Power Play: Tesla, Elon Musk, and the Bet of the Century
July 27, 2021
Reading award-winning Wall Street Journal tech and auto reporter Tim Higgins's wonderful and in-depth new book about the history of Tesla, I couldn't help wondering what the story would have been like without the oversized ego of Elon Musk involved, or help thinking that I'd like to read that story more.
Power Play: Tesla, Elon Musk, and the Bet of the Century by Tim Higgins, Doubleday
Elon Musk has become synonymous with Tesla, so I was surprised to find out that he was not one of the company’s original co-founders when the company launched. It was started by Martin Eberhard and Marc Tarpenning in 2003. Musk joined Tesla as its primary investor and chairman of the board of directors in 2004 and gained control of it through various rounds of funding in the years following. He gained the title of co-founder only in 2009, six years after the company was incorporated, in a lawsuit settlement between Tesla and one of its original founders, Eberhard.
Still, as the public face of Tesla, Elon Musk has become synonymous with not only the company, but with the very idea of a commercially viable electric car. Tim Higgins’s Power Play makes clear that, with the advances in lithium-ion batteries, the electric car’s time had come with or without Musk, and it was an all-out effort he joined rather than created. But he shared the vision of those working on it and threw himself and his money into the project—to the point that he eventually took it over both logistically as the company’s fourth CEO soon after the successful launch of the Tesla Roadster, and as the outsized personality that the press and public latched onto and attached the idea to. In that (and as a member of the billionaires’ space race with the company he actually did start, SpaceX) one of Musk’s most influential creations is the mystique of Elon Musk.
Power Play is a fascinating book in large part because Elon Musk is a fascinating—if sometimes infuriating—figure. But I couldn’t help wondering, while reading the book, what the story would have been like had Musk not dominated it so thoroughly. Perhaps the company wouldn’t have survived to write a story about. Without his PR wizardry, it likely wouldn’t have gained the status as the world’s most valuable automaker (on paper) to make him the world’s richest person (again, on paper).
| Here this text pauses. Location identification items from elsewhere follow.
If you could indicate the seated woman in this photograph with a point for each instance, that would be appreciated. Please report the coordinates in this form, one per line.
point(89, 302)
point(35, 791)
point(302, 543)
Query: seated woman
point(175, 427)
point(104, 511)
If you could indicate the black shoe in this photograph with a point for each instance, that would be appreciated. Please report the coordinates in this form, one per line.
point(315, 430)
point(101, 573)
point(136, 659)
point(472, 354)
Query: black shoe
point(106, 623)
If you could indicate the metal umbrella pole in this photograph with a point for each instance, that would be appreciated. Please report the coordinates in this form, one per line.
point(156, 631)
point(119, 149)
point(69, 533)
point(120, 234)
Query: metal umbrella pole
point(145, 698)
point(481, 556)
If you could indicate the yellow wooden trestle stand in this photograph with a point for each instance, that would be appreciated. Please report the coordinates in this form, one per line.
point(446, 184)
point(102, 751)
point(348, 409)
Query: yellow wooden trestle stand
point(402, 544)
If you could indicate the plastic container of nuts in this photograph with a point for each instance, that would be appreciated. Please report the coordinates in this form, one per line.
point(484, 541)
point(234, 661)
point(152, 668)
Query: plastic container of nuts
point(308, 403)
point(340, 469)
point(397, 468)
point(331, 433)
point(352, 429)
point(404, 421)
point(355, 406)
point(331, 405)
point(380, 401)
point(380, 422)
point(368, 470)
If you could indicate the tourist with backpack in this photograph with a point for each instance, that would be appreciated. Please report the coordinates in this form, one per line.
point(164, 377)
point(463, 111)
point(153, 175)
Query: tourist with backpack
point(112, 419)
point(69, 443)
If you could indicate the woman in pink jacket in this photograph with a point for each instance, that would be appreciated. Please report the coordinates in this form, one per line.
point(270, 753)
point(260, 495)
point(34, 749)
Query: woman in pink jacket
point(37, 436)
Maybe it wouldn’t have survived. And maybe it would have become a somewhat quieter, less controversial, but still thoroughly paradigm-shifting company. In the end, I’m also left wondering if maybe the company survives today in large part despite him. But the true story of Tesla is not one of a lone genius as much as it is a cast of characters combining their talents, advances in technology, and their collective vision to create a company and a car they thought could change the world.